Ministério da Justiça retifica informações sobre ação de refugiados paraguaios em crimes

Atualizado em 30/04/2010 às 16:04, por Redação Portal IMPRENSA.

Nesta sexta-feira (30), o Ministério da Justiça divulgou um comunicado à imprensa retificando informações publicadas em veículos de comunicação brasileiros sobre o suposto envolvimento de paraguaios refugiados no Brasil em crimes ocorridos naquele país.

A nota informa que, em dezembro de 2009, o ministro do Interior do Paraguai, Rafael Filizolla, solicitou ao Brasil ajuda na elucidação de um seqüestro ocorrido naquele país. Na ocasião, a Polícia Federal enviou uma equipe ao Paraguai com equipamentos de monitoramento telefônico e a Agência Nacional de Telecomunicações (Anatel) prestou auxílio na ação, com a utilização de suas antenas localizadas junto à fronteira para a obtenção de informações.

"O seqüestro foi solucionado e nenhuma providência adicional foi solicitada ao Brasil, salvo aquelas de rotina, que envolvem a cooperação policial e de justiça no âmbito bilateral e do Mercosul", explicou o Ministério. O órgão confirmou que, em 2003, deu refúgio a três cidadãos paraguaios por decisão do Comitê Nacional para os Refugiados (Conare). Se houvesse alguma falsidade de argumentos e documentos, o processo de refúgio poderia ser reaberto.

Em 2006, o procurador-geral do Paraguai, acompanhado de duas procuradoras daquele país, apresentaram argumentos ao Conare pedindo a reabertura do caso - o que foi rejeitado, já que o órgão entendeu que não foram apresentados argumentos ou provas suficientes para o exame da questão.

"Em fevereiro de 2010, mais uma vez, o Paraguai apresenta pedido de reabertura do caso, que será avaliado em reunião do Conare que acontecerá no mês de maio.
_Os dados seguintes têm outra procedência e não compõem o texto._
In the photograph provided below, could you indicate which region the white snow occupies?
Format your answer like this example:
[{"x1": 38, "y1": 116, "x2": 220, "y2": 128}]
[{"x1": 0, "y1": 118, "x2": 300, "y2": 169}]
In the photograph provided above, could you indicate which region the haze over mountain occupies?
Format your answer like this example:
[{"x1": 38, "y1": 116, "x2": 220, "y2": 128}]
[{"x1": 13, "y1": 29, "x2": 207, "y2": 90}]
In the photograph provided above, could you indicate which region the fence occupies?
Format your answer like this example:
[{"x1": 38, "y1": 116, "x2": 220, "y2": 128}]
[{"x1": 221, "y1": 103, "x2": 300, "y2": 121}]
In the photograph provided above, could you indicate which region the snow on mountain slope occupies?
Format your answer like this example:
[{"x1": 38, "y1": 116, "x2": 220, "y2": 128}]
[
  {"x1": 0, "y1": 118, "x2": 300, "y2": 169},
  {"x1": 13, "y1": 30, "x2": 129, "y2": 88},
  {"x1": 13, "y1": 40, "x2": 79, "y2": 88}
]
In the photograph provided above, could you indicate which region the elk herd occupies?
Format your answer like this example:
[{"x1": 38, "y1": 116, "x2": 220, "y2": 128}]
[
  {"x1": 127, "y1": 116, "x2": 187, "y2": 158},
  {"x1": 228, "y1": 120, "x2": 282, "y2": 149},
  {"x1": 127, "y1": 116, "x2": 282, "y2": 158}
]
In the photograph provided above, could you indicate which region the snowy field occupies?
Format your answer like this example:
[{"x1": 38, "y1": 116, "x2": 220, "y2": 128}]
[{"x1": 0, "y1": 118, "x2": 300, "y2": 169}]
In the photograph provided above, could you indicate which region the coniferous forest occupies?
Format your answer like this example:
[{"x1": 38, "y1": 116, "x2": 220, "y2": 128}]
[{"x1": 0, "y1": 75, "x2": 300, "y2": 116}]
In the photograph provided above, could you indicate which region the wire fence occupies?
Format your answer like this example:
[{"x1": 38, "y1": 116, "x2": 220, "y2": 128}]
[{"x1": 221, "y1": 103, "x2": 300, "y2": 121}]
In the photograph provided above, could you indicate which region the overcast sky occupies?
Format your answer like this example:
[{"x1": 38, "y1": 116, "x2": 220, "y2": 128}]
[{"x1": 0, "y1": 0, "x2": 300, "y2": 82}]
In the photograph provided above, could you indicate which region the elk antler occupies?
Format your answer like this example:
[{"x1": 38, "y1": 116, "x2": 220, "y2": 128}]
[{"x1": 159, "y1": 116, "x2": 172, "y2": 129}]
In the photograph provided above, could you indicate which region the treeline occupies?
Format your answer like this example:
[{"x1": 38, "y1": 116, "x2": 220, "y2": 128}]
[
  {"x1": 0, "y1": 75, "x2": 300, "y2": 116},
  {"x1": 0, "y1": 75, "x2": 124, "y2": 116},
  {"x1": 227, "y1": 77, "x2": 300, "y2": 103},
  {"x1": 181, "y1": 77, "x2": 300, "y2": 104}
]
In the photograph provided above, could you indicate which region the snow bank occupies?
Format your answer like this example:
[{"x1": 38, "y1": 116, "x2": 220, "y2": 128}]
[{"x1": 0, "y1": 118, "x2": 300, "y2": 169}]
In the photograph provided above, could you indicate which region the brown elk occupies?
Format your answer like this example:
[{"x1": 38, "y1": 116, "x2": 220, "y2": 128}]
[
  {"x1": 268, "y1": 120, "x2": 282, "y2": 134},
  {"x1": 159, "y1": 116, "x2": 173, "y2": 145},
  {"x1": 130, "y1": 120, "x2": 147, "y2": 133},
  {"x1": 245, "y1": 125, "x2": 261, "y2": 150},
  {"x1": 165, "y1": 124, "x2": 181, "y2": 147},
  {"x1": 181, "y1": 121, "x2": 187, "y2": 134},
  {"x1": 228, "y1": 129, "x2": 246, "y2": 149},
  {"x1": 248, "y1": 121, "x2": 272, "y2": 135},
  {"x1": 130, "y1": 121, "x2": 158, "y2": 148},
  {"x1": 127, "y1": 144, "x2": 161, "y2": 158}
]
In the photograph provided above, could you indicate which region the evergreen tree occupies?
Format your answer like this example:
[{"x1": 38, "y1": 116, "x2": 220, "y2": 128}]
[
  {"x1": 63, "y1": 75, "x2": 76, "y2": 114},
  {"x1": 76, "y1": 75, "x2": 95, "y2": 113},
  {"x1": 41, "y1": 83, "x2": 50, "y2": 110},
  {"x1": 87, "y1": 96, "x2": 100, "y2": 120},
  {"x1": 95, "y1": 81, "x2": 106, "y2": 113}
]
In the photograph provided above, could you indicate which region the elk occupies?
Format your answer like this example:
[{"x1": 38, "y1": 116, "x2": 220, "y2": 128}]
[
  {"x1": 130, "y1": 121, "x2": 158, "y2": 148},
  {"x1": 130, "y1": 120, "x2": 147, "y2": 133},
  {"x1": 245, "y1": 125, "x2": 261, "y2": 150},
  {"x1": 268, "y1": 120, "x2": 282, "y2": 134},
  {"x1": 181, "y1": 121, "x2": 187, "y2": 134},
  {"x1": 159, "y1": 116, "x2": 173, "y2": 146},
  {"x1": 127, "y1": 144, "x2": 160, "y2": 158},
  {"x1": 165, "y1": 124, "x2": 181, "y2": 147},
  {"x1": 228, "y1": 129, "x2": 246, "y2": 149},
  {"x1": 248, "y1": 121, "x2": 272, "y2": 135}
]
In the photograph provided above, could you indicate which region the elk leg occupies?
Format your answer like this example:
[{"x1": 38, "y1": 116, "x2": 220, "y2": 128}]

Deve restar claro, contudo, que apenas a apresentação de provas fundadas à luz do Direito podem ensejar uma eventual reanálise do refúgio. Durante o tempo em que estão no Brasil como refugiados, não constam registros de qualquer ação por parte dos mesmos contra o Estado de origem ou mesmo violação às normas brasileiras e internacionais", diz a nota.